Can the Gen Con buzzword competition survive in a world where former also-ran Kevin Kulp now reigns as defending champion? In 2012 his ruthless use of the term incubate won him the the crown he had so fiendishly slavered for, for so many years.
If this sounds like madness to you, a) it is and b) here’s the recap.
Each year at Gen Con, players of this cruel insider marathon attempt to drop a ridiculous and/or repellent piece of business jargon into conversation in as many contexts as possible. Straightfaced usages score full points. Visible irony warrants a deduction. For extra points, slip it into podcasts, ENnies acceptance speeches, or like circumstances in which an innocent public is subjected to the buzzword’s full horror. Super extra points are awarded for causing some other unfortunate soul to use the word as if it is a thing decent, sane people actually say.
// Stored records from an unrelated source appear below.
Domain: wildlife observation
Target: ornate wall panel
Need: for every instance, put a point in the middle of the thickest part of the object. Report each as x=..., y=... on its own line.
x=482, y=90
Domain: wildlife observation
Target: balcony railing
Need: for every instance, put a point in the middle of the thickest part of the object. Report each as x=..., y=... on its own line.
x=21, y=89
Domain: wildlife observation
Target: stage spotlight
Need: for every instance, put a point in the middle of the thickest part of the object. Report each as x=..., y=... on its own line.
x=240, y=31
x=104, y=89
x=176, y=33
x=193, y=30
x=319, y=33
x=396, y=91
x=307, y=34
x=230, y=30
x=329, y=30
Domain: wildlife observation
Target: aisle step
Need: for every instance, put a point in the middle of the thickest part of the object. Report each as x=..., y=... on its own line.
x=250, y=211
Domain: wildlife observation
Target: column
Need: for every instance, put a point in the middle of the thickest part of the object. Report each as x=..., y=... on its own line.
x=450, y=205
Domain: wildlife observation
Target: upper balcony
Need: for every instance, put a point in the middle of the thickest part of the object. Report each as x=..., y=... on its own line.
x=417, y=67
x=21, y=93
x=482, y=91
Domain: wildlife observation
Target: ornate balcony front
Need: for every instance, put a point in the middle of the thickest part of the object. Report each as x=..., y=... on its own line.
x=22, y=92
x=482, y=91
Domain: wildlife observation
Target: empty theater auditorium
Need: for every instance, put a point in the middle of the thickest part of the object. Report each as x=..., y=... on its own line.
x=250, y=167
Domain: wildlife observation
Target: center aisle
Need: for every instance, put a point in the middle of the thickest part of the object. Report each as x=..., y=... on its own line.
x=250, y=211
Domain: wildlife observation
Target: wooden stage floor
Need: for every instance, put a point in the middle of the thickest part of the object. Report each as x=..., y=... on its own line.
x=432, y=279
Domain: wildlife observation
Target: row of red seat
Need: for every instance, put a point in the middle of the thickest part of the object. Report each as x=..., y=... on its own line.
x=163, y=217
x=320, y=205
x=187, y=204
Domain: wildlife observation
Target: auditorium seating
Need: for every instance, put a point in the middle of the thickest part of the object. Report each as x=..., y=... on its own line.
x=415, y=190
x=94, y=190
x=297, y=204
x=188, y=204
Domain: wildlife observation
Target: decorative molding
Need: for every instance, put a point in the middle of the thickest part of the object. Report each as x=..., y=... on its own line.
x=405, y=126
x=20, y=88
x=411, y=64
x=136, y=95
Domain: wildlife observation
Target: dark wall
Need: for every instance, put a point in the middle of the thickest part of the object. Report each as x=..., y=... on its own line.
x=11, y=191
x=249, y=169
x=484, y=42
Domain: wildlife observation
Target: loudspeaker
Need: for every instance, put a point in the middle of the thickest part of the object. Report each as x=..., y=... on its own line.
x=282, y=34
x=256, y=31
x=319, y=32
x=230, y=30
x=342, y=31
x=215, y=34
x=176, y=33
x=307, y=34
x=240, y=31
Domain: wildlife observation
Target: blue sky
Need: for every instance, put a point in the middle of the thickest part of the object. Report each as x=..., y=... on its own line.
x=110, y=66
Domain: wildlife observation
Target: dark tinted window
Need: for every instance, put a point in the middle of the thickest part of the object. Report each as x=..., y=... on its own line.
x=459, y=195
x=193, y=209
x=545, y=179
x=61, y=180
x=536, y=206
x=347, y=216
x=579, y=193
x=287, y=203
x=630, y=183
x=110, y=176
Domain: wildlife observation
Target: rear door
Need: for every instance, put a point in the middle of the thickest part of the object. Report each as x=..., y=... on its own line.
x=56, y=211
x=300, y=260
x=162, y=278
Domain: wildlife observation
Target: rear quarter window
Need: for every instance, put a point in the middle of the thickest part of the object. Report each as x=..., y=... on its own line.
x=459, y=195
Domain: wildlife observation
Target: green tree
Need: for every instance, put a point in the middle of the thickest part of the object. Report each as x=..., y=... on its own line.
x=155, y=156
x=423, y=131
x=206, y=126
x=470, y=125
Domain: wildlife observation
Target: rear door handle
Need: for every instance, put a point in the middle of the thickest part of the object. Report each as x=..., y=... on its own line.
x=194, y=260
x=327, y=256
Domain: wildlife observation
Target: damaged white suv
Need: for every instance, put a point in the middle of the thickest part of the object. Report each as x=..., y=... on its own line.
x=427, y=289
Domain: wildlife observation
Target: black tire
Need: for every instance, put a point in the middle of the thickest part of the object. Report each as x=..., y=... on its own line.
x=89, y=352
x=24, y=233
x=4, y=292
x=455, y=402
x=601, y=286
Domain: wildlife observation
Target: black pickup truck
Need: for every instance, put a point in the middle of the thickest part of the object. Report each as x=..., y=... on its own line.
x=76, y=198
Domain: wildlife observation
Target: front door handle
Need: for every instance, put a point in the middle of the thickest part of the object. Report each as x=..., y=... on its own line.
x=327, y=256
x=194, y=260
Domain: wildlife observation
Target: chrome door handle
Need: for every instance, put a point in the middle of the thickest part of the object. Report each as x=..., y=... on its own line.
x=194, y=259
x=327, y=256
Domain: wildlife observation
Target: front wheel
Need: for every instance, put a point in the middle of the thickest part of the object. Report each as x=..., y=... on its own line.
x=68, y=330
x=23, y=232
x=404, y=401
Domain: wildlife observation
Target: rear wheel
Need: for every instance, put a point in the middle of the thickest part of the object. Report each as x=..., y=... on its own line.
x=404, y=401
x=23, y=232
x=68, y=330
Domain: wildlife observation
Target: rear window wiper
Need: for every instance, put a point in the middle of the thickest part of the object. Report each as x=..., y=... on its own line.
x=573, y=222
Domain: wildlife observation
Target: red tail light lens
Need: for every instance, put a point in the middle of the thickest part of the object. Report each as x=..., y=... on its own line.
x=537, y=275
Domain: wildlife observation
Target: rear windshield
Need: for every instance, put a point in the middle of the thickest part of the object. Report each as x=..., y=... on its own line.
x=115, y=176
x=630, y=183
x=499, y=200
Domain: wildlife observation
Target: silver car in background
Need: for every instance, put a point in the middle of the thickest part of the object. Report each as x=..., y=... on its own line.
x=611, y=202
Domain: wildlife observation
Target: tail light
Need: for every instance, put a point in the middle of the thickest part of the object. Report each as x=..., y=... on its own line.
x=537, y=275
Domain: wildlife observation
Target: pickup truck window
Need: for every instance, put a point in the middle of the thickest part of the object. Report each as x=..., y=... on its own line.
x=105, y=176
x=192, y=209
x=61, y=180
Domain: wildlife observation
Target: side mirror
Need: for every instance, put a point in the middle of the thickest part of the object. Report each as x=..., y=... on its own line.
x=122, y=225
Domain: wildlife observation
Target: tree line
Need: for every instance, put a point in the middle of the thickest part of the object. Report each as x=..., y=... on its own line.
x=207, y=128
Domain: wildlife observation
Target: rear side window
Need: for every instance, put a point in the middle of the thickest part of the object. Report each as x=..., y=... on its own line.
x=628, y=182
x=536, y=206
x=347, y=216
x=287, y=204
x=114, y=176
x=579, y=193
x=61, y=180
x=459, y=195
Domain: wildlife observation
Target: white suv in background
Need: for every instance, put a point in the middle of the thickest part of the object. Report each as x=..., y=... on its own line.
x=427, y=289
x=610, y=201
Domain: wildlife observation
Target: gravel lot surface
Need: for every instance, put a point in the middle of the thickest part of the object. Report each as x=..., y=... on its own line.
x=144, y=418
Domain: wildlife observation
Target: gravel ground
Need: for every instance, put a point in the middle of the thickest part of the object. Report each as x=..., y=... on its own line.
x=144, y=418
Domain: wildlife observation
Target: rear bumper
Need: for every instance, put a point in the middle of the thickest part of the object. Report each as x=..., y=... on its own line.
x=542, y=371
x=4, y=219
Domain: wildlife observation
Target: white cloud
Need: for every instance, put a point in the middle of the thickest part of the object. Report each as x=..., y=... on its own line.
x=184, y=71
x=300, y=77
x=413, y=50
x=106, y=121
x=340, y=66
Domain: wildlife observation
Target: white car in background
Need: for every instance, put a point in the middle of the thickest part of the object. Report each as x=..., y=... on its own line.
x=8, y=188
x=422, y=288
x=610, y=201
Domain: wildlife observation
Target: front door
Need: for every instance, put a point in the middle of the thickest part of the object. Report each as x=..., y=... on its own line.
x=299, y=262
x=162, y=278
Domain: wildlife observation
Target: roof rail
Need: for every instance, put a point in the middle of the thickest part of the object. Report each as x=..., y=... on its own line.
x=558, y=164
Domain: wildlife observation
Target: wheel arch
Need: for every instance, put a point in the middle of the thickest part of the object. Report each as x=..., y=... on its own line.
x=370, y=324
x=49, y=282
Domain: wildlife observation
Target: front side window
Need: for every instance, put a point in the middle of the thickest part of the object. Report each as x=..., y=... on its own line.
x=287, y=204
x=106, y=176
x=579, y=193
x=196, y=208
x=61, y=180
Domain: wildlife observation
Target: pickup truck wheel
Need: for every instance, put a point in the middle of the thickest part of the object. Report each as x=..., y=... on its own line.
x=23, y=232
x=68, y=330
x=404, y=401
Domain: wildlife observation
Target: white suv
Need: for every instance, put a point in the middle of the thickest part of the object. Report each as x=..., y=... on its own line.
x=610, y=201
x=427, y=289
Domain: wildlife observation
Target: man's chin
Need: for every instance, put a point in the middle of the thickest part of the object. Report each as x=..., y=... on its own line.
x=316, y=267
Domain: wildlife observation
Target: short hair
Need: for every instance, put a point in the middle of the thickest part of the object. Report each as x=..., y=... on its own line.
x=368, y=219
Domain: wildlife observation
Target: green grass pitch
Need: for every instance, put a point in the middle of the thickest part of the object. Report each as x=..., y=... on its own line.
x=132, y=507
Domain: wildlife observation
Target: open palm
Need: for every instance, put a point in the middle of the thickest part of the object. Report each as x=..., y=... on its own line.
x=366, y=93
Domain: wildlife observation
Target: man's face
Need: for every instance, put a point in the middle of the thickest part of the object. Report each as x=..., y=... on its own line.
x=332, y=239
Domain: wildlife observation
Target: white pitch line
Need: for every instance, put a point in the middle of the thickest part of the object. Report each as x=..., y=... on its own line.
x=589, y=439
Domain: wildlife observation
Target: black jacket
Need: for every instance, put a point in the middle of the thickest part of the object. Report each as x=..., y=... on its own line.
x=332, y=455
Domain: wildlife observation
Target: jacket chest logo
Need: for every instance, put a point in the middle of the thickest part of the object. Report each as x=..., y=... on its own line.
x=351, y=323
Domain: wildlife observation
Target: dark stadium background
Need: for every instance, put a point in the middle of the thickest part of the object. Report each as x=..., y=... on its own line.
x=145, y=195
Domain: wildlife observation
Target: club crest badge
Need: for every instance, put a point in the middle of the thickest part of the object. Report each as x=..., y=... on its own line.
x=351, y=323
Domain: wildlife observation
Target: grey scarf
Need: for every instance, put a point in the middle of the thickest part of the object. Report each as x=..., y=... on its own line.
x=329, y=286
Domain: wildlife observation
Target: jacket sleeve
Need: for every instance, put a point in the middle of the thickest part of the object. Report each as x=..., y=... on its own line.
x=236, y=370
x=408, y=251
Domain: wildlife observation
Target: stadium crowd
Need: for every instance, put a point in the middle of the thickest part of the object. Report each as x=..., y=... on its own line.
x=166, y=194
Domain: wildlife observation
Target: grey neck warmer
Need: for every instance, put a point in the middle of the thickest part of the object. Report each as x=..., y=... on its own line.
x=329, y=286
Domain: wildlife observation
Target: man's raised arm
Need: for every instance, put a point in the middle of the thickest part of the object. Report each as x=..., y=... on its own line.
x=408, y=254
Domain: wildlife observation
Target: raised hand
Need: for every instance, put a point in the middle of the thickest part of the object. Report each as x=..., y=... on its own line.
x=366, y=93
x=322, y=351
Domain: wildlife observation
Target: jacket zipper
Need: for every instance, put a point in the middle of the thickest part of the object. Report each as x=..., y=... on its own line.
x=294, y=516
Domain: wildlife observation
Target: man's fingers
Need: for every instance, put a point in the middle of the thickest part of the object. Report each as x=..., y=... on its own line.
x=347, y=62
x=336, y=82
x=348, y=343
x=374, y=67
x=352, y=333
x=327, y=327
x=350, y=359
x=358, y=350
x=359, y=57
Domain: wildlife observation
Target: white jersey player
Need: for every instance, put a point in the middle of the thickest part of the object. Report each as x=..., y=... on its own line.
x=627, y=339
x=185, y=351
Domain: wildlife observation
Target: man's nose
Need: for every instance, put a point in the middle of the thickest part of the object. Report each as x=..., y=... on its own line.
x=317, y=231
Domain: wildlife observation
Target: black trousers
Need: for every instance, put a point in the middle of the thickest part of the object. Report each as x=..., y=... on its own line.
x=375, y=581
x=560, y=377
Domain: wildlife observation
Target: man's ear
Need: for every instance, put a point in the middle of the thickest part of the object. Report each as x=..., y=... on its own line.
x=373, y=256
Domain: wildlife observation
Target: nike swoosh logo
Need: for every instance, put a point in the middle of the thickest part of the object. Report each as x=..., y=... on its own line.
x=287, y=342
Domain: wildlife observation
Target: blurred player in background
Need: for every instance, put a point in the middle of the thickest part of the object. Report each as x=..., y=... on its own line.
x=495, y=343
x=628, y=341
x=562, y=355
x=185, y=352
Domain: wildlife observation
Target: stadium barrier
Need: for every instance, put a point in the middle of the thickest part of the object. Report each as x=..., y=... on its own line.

Past buzzwords have included wheelhouse, idea farm, and the verb form of status.
This year we’re not letting you off so easy. The terrifying term of 2013 is eventize, a malformation of the English language in which one proposes to take something and make an event out of it.
Examples of use:
- “When this hits retail, we’re going to eventize the heck out of it.”
- “In 2013, it’s not enough to launch a Kickstarter. You have to eventize your Kickstarter.”
- “We’re working on a way to eventize our errata.”
- “Really, when you think about it, all gaming is a process of micro-scale democratized eventization.”
As suggested by the final example above, derivations of the term will be accepted. It goes without saying, rules lawyers, that the ordinary word event, unadorned and alone, earns you nada. It is a thing a decent person might say.
Report point-scoring activities to me for inclusion in the final tally, to be announced after the show. All judging decisions are final.